Zwanzig Jahre sind eine verdammt lange Zeit, in Hollywood aber eine Ewigkeit. Seit Roland Emmerich 1996 zum ersten ultra-patriotischen Unabhängigkeitstag einlud, hat sich das Filmgeschäft massiv verändert, wurden aus Fortsetzungen Franchises und so ziemlich jede westliche (und zunehmend auch chinesische) Großstadt zigmal (filmisch) zerstört. Jetzt also eine Fortsetzung eines 20 Jahre alten Films zu drehen ist ein etwas merkwürdiges Unterfangen, das dem mauen Einspielergebnis in Amerika zufolge auch nicht unbedingt heiß erwartet wurde. Schlecht ist Emmerichs jüngste Zerstörungsorgie nicht, nur merkwürdig lustlos, austauschbar und dadurch vor allem: egal.

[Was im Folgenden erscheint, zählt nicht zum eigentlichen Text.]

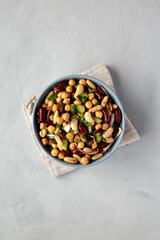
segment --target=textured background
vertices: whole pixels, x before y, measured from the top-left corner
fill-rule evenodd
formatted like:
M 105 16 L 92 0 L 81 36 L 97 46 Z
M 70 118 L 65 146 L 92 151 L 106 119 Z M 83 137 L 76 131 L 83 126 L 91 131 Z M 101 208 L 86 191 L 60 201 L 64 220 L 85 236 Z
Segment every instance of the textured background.
M 52 178 L 21 104 L 104 61 L 141 140 Z M 160 1 L 0 0 L 0 239 L 160 239 Z

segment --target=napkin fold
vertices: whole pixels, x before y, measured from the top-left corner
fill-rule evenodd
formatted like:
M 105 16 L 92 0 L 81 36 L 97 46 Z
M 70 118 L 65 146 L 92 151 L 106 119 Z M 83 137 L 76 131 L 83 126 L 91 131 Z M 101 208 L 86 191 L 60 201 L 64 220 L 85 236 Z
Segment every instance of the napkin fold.
M 101 63 L 93 66 L 92 68 L 90 68 L 84 72 L 81 72 L 79 74 L 89 75 L 89 76 L 98 78 L 102 82 L 106 83 L 115 92 L 110 72 L 109 72 L 108 68 L 104 65 L 103 62 L 101 62 Z M 34 105 L 35 105 L 39 95 L 40 94 L 33 96 L 32 98 L 28 99 L 26 103 L 22 104 L 24 116 L 25 116 L 26 122 L 28 124 L 30 133 L 33 137 L 36 148 L 37 148 L 38 152 L 40 153 L 41 158 L 44 160 L 51 175 L 52 176 L 60 176 L 65 173 L 68 173 L 70 171 L 73 171 L 76 168 L 68 167 L 68 166 L 65 166 L 63 164 L 60 164 L 60 163 L 54 161 L 52 158 L 50 158 L 48 155 L 46 155 L 45 152 L 40 148 L 40 146 L 34 136 L 33 127 L 32 127 L 32 112 L 33 112 Z M 129 143 L 133 143 L 139 139 L 140 139 L 140 137 L 139 137 L 136 129 L 133 127 L 130 120 L 126 116 L 126 129 L 125 129 L 125 133 L 124 133 L 123 139 L 122 139 L 119 147 L 125 146 Z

Vermutlich ist ein gehöriges Maß an Nostalgie dabei, aber vor 20 Jahren war „Independence Day“ geradezu eine Revolution. Es fing mit dem brillanten Teaser an, der nichts weiter tat als gigantische Schatten über den Mond und die Erde gleiten zu lassen und mit den kurzen Zeilen: „On July 2nd… they arrive – On July 3rd… they attack – July 4th is… Independence Day“ gleichermaßen alles verriet und mit der ikonischen Explosion des Weißen Haus alles versprach. Damals wie heute steht im Herbst die amerikanische Präsidentschaftswahl bevor, damals symbolisierte die filmische Zerstörung von Bill Cintons Amtssitz auch die Verdrossenheit mit einem von Skandalen geprägten Präsidenten, heute amtiert in Emmerichs Welt schon eine Frau, die allerdings so kriegslüstern agiert, wie man es sowohl Hillary als auch Donald Trump zutraut. Zum Verhandeln ist Madame President dann auch nicht aufgelegt, als über der interstellaren Verteidigungsstation auf dem Mond ein an den Todesstern erinnerndes Raumschiff auftaucht. Was man nicht kennt wird kurzerhand weggeballert, Fragen kann man später noch stellen, doch zunächst landet ein gigantisches Raumschiff auf der halben Welt, ein Fuß in London, das andere in Washington DC. Denn auch wenn immer wieder behauptet wird, dass die Welt nun vereint ist und man gemeinsam entscheidet: Am Ende ist es doch die amerikanische Elite, die im Namen der Menschheit kämpft und natürlich gewinnt.


Hauptrolle: Unvorstellbare Zerstörungswut

Die gealterten Helden von Teil eins sind allesamt wieder am Ball, allein Will Smith verzichtete und ist durch Liam Hemsworth ersetzt, der ebenfalls ein heißblütiger, aber heroischer, Befehle missachtender Kampfpilot ist. Wie sehr sich die Zeiten verändert haben zeigt die Frau an seiner Seite: Die chinesische Actrice Angelababy (wirklich!) spielt Rain Lao, eine chinesische Kampfpilotin, die für den Plot zwar eigentlich überflüssig ist, aber der zunehmenden Bedeutung des chinesischen Markts wegen gut aussehen darf.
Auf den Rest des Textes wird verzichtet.